A classification as carcinogenic category 3; R40 or Carc 2 – H351 for CLP, is warranted.
In absence of carcinogenicity data by inhalation, it is proposed to allocate the general hazard statement H351 without indication of the route of exposure.
PHMB has no teratogenic effect and has no effect on fertility or reproductive performance at dose levels up to 2000 ppm.
Determination of AEL/AEC/ADI/ARfD
The lowest NOAEL from any oral studies is 13 mg/kg bw/day from the rat developmental toxicity study (Doc IIIA 6.8.1/01).
This value is based on reduced maternal food consumption and body weight (-23% of controls) seen at the next higher dose.
The choice of this value is also supported by the rabbit developmental toxicity study, in which increased mortality and reduced bodyweight with associated reduced food consumption were seen at the same level of doses.
The absorption rate following administration in the diet for females is 4%.
Hence,internal NOAEL is 0.52 mg a.s./kg bw/day
The default assessment factors are 10 for inter-species variation and 10 for intraspecies variation in the case of the systemic effects.

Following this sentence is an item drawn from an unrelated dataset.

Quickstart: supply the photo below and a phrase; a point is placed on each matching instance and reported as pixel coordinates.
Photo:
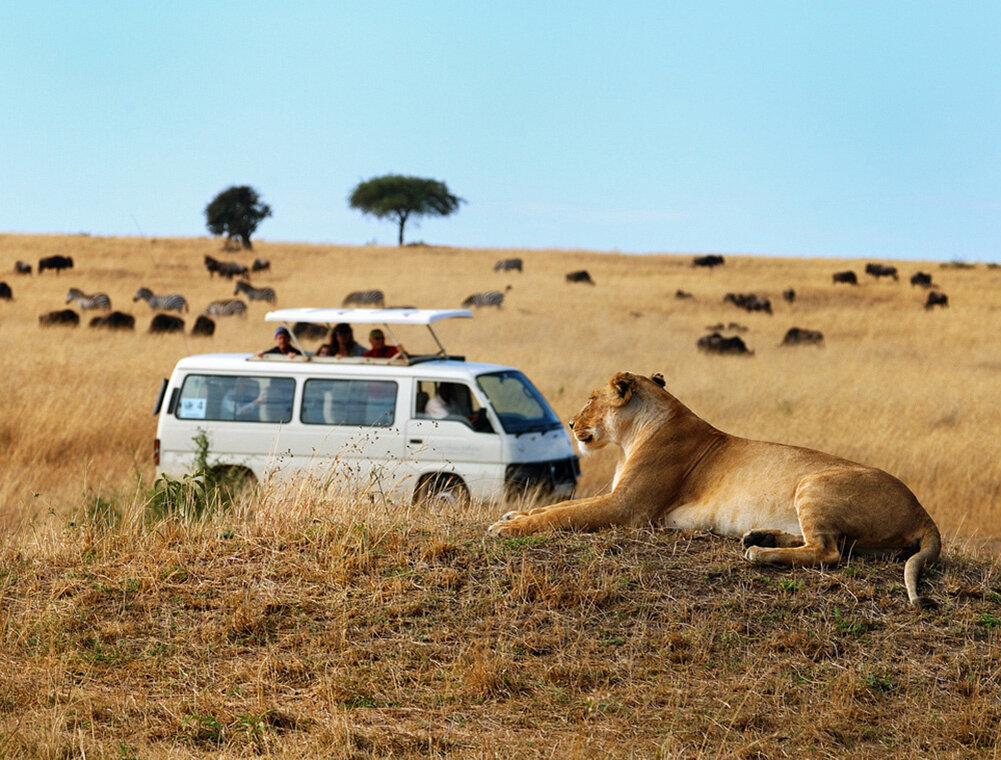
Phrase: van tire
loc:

The inter-species factor consists
of 2.5 for toxicodynamic- and 4.0 for toxicokinetic variability, while the interindividual factor consists of 3.2 for toxicokinetic and 3.2 for toxicodynamic variability.
Although the selected NOAEL is based on a short duration of exposure (22 days in the rat teratogenicity study), no assessment factor will be applied to take into account the medium and chronic exposure because the NOAEL from teratogenicity is in the same order of magnitude or lower than NOAEL from sub-chronic or chronic studies.
Consequently, it means that effects are not more severe with longer exposure of PHMB.
The NOAEL from teratogenicity is therefore, sufficiently conservative for these longer exposures and no additional assessment factors to extrapolate NOAEL of the teratogenicity study to longer duration is justified.
The MOEref is therefore 100 for acute-term, medium-term and long-term exposure.